Both human tasks and enabling medical technology contain the opportunity for a potential problem to exist ...
The flow and order of the many tasks, actions and interactions bound the initiation point for the Problem Machine to activate...
Unwanted sources of variation initiate the dynamics of a potential problem becoming real...

Next, we see the progression of the dynamics of the Problem Machine. The problem may follow a slow pattern of growth and consequences or it may act like a light switch and spring to its full impact in a few milliseconds...
There is a difference between a problem that progresses from being medically meaningful to medically significant. In general, a problem that is medically meaningful represents variation that is building to a point where it is definitely affecting measures of human health but has not yet caused damage. Medically significant variation is definitely starting to cause either repairable or irreparable damage to the patient.
The Problem Machine can be disrupted in two places: (a) prior to medically meaningful variation via outright preventive action, or (b) during the early stages of detectable, medically meaningful variation in the patient, via contingent action. Here we use innovation to enhance the medical team's judgment, experience and will to break out of the reactive, problem-solving paradigm that is all too common in current medical processes and procedures.

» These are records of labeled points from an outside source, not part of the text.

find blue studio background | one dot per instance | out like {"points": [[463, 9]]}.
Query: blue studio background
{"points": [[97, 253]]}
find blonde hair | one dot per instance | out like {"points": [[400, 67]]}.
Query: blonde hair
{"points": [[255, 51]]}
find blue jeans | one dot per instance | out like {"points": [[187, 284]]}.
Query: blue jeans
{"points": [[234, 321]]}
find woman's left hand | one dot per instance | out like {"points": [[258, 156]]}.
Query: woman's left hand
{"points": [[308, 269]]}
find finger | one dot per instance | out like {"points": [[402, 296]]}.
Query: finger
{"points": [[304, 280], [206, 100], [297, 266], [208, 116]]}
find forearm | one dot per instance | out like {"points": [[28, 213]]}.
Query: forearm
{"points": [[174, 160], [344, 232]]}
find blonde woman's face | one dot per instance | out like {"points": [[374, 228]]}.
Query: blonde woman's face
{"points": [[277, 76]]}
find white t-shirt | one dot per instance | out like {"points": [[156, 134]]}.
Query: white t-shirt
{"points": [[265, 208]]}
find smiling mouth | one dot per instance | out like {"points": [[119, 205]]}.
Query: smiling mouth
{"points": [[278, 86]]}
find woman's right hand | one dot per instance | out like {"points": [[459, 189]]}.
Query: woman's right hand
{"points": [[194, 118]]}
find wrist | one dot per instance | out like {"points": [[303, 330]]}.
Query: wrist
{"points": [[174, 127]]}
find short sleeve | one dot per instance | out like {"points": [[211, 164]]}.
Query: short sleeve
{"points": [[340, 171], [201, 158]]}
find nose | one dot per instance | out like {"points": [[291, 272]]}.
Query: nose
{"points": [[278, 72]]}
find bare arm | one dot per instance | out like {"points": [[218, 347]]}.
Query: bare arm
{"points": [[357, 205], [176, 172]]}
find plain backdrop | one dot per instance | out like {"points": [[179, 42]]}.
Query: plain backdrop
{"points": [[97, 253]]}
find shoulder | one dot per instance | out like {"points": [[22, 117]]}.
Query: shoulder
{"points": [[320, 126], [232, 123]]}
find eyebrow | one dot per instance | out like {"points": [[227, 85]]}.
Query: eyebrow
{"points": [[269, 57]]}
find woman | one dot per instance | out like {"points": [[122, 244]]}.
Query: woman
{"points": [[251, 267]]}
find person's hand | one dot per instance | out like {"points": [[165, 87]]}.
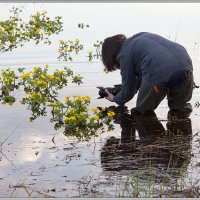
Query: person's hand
{"points": [[110, 95]]}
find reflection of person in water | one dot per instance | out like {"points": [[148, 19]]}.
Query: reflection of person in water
{"points": [[155, 146]]}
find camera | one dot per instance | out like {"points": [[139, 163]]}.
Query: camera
{"points": [[113, 90]]}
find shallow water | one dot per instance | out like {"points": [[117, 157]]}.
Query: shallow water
{"points": [[34, 165], [37, 161]]}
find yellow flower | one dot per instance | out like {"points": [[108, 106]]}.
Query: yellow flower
{"points": [[67, 98], [91, 118], [69, 112], [35, 68], [6, 26], [103, 108], [110, 114], [69, 119], [49, 76], [37, 31], [95, 110], [33, 96], [31, 21], [42, 76], [96, 117]]}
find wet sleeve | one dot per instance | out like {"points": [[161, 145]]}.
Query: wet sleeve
{"points": [[129, 85]]}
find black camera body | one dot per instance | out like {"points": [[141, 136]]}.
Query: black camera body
{"points": [[113, 90]]}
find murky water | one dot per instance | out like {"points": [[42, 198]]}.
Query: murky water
{"points": [[32, 164], [139, 158]]}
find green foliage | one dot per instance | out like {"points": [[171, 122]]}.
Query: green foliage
{"points": [[41, 87], [68, 47], [14, 32], [78, 120]]}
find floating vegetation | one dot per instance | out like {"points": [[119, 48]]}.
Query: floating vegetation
{"points": [[14, 32]]}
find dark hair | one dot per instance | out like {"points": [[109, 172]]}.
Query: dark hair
{"points": [[110, 48]]}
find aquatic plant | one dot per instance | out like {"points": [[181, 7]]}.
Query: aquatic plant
{"points": [[68, 47], [14, 32]]}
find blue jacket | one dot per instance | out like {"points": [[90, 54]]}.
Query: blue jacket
{"points": [[147, 59]]}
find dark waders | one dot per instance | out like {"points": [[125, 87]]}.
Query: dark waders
{"points": [[178, 97]]}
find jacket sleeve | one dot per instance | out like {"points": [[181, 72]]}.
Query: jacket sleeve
{"points": [[129, 85]]}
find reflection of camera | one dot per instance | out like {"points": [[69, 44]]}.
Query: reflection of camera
{"points": [[113, 90]]}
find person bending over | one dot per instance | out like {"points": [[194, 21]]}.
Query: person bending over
{"points": [[155, 66]]}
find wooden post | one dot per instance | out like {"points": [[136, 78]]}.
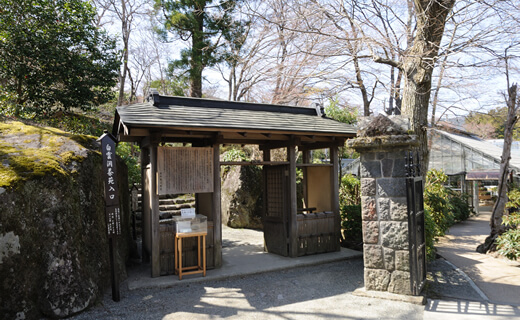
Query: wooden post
{"points": [[306, 158], [112, 209], [334, 159], [154, 214], [216, 213], [292, 223], [145, 203]]}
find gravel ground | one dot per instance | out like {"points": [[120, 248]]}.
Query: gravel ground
{"points": [[317, 292]]}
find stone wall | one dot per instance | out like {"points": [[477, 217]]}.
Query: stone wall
{"points": [[53, 244], [242, 202], [384, 204]]}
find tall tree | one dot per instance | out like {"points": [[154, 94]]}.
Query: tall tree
{"points": [[52, 55], [418, 64], [127, 11], [202, 24]]}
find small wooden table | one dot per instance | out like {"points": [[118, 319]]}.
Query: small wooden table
{"points": [[201, 265]]}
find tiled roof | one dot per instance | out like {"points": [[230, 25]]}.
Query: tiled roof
{"points": [[206, 114]]}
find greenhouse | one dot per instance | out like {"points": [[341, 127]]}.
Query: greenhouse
{"points": [[472, 164]]}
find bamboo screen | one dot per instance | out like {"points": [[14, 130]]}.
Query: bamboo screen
{"points": [[184, 170]]}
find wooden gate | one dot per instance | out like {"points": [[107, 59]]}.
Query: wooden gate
{"points": [[275, 220], [415, 201]]}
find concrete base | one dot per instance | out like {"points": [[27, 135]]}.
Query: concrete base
{"points": [[362, 292]]}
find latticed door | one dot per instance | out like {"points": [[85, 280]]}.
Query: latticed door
{"points": [[415, 189], [276, 209]]}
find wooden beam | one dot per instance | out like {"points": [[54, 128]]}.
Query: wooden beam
{"points": [[292, 223], [145, 203], [334, 159], [156, 239], [322, 145], [306, 159], [293, 141], [252, 163], [217, 215]]}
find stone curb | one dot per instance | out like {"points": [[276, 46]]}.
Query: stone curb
{"points": [[362, 292]]}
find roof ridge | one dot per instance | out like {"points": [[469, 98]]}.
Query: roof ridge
{"points": [[165, 101]]}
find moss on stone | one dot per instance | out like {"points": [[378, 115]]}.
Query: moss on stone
{"points": [[28, 151]]}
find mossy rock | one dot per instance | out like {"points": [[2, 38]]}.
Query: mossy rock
{"points": [[53, 243]]}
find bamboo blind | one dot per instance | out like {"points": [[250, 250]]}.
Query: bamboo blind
{"points": [[184, 170]]}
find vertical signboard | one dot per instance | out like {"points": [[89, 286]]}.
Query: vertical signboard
{"points": [[112, 210]]}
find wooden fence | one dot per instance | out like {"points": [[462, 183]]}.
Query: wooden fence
{"points": [[316, 233]]}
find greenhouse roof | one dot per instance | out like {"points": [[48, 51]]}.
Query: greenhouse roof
{"points": [[483, 147]]}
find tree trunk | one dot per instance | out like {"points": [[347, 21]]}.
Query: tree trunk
{"points": [[418, 67], [126, 35], [197, 55], [500, 205]]}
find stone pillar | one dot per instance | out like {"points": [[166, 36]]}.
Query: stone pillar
{"points": [[382, 143]]}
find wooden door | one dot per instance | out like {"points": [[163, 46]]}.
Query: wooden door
{"points": [[276, 209]]}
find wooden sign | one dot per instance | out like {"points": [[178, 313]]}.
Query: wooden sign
{"points": [[113, 219], [108, 150], [184, 170], [112, 210]]}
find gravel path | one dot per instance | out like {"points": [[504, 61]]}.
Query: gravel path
{"points": [[317, 292]]}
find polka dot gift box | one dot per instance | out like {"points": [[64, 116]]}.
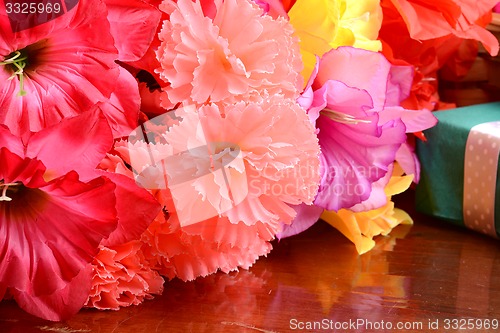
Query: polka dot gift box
{"points": [[460, 179]]}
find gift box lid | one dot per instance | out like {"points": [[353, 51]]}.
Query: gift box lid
{"points": [[440, 191]]}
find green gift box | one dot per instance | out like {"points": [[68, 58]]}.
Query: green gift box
{"points": [[460, 179]]}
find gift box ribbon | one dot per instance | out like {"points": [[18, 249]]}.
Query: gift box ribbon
{"points": [[480, 171]]}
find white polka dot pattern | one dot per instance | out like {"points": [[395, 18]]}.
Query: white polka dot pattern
{"points": [[481, 163]]}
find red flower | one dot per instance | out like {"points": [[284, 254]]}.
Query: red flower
{"points": [[61, 68]]}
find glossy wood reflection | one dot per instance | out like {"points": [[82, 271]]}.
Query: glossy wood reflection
{"points": [[424, 274]]}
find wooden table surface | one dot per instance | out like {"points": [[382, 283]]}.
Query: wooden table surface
{"points": [[431, 277]]}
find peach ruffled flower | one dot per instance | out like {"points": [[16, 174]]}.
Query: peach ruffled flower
{"points": [[122, 277], [221, 210], [361, 227], [240, 53]]}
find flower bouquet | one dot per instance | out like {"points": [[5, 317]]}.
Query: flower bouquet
{"points": [[145, 139]]}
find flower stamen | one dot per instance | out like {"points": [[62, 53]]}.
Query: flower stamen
{"points": [[17, 62], [343, 118], [5, 188]]}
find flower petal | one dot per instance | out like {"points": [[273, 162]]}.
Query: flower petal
{"points": [[83, 140], [132, 39], [60, 305]]}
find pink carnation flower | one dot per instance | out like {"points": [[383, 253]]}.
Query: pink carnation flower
{"points": [[222, 210], [122, 277], [207, 59], [63, 67]]}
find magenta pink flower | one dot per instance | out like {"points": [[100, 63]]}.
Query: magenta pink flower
{"points": [[54, 213], [122, 277], [63, 67], [208, 59]]}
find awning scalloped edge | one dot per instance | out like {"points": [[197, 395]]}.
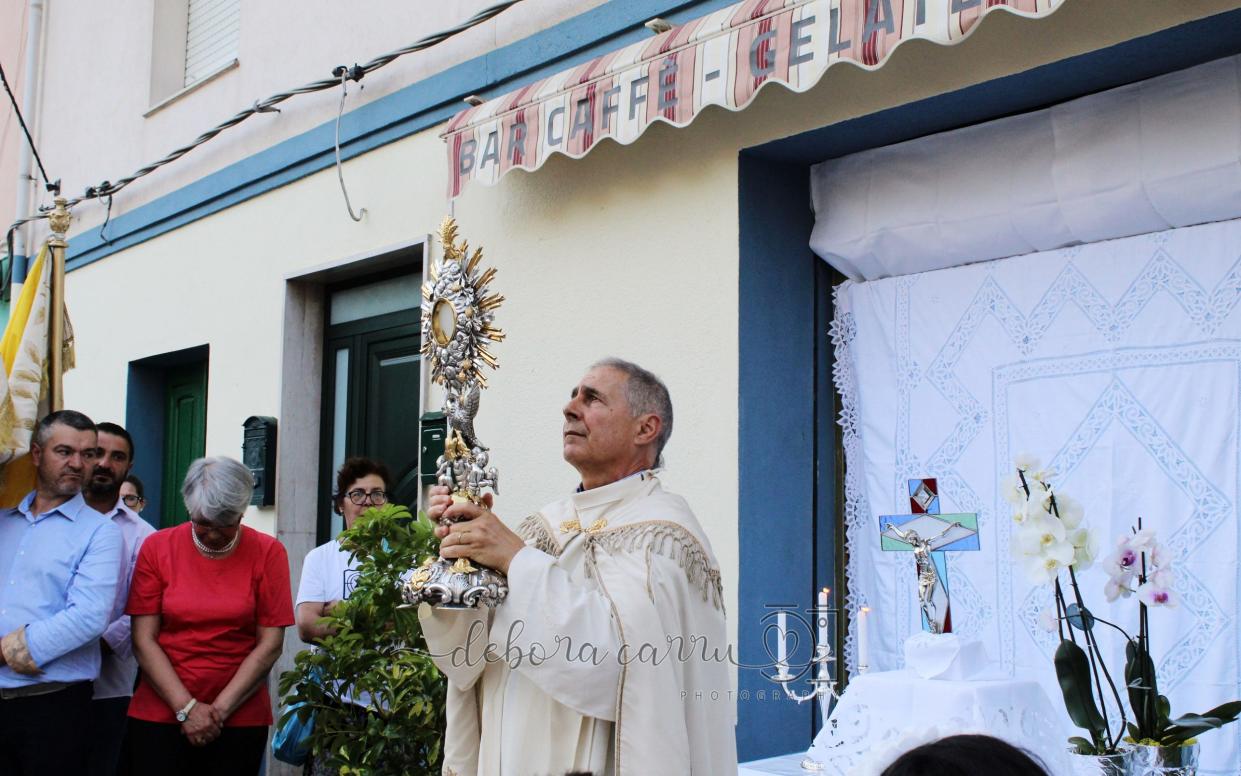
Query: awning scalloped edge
{"points": [[722, 58]]}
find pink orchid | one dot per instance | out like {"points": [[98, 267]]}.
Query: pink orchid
{"points": [[1153, 595]]}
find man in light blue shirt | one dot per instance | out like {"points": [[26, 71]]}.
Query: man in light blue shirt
{"points": [[60, 561], [119, 667]]}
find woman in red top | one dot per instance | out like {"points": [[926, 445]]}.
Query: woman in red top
{"points": [[209, 602]]}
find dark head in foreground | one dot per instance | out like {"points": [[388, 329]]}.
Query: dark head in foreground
{"points": [[966, 755]]}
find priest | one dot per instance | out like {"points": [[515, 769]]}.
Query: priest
{"points": [[609, 654]]}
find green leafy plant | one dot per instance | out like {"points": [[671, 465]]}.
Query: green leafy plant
{"points": [[1051, 541], [376, 649]]}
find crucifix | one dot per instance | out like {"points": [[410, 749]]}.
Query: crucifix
{"points": [[930, 535]]}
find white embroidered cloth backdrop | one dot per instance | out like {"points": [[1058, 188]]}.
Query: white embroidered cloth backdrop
{"points": [[1120, 364]]}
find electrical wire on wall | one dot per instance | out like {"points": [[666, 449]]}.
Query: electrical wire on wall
{"points": [[341, 75]]}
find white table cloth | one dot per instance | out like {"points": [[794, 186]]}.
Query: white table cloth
{"points": [[884, 714]]}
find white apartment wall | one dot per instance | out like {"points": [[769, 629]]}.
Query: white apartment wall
{"points": [[13, 56], [631, 251], [97, 80]]}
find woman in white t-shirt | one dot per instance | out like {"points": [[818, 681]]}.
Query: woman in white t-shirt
{"points": [[328, 574]]}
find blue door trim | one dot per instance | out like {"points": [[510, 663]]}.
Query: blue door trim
{"points": [[787, 431]]}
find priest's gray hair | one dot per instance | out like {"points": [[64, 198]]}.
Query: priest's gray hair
{"points": [[647, 395], [217, 489]]}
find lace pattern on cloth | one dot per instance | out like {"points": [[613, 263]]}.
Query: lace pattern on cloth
{"points": [[670, 540], [843, 332]]}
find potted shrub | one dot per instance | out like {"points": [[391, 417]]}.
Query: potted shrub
{"points": [[374, 651]]}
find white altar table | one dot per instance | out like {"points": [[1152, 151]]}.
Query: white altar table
{"points": [[884, 714], [784, 765]]}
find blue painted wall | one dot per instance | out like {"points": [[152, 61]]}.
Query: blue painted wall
{"points": [[787, 433], [777, 440]]}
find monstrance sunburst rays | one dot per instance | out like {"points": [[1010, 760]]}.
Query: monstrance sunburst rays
{"points": [[458, 313], [457, 325]]}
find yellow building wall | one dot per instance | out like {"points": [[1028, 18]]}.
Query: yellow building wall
{"points": [[631, 251]]}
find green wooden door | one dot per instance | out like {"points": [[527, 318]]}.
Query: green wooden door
{"points": [[392, 363], [371, 405], [185, 433]]}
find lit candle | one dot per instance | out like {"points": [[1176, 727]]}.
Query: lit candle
{"points": [[824, 645], [863, 641], [782, 647]]}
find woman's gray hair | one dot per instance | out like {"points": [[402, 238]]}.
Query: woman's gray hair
{"points": [[217, 488], [647, 395]]}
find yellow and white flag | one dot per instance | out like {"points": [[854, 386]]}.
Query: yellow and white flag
{"points": [[24, 383]]}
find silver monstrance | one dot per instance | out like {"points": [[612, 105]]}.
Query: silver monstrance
{"points": [[457, 313]]}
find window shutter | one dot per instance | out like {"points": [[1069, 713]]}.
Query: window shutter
{"points": [[211, 37]]}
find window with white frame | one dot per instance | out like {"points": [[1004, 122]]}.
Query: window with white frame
{"points": [[212, 30], [192, 41]]}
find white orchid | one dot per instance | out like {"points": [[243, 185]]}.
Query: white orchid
{"points": [[1085, 548], [1045, 568], [1025, 462], [1039, 533], [1153, 595], [1117, 587]]}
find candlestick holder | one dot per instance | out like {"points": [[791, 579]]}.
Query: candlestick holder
{"points": [[823, 663]]}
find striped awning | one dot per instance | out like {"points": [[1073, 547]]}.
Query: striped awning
{"points": [[721, 58]]}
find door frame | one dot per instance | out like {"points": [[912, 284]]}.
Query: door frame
{"points": [[356, 335]]}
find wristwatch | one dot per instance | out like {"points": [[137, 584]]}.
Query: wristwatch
{"points": [[184, 714]]}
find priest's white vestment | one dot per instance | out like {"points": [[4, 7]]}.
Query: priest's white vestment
{"points": [[609, 654]]}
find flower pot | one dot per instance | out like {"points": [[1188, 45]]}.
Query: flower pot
{"points": [[1098, 765], [1163, 760]]}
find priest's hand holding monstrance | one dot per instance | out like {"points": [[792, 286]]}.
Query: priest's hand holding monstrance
{"points": [[457, 314]]}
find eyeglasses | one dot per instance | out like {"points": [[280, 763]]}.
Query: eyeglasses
{"points": [[377, 498]]}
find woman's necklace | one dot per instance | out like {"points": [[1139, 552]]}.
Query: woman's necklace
{"points": [[211, 553]]}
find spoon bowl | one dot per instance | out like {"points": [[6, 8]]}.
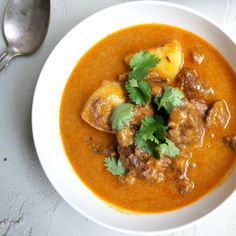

Finally, if a medical team gets blind-sided by an unforeseeable problem, then corrective action is their only option. Beyond the Ambulance and the Emergency Room, we would like to avoid reacting to blind-siding events in non-emergency situations, and instead anticipate preventive or contingent actions wherever possible.

Problem Prevention has much to offer in any professional or personal environment. I wish you all a great new year and may you have a very pro-active 2012!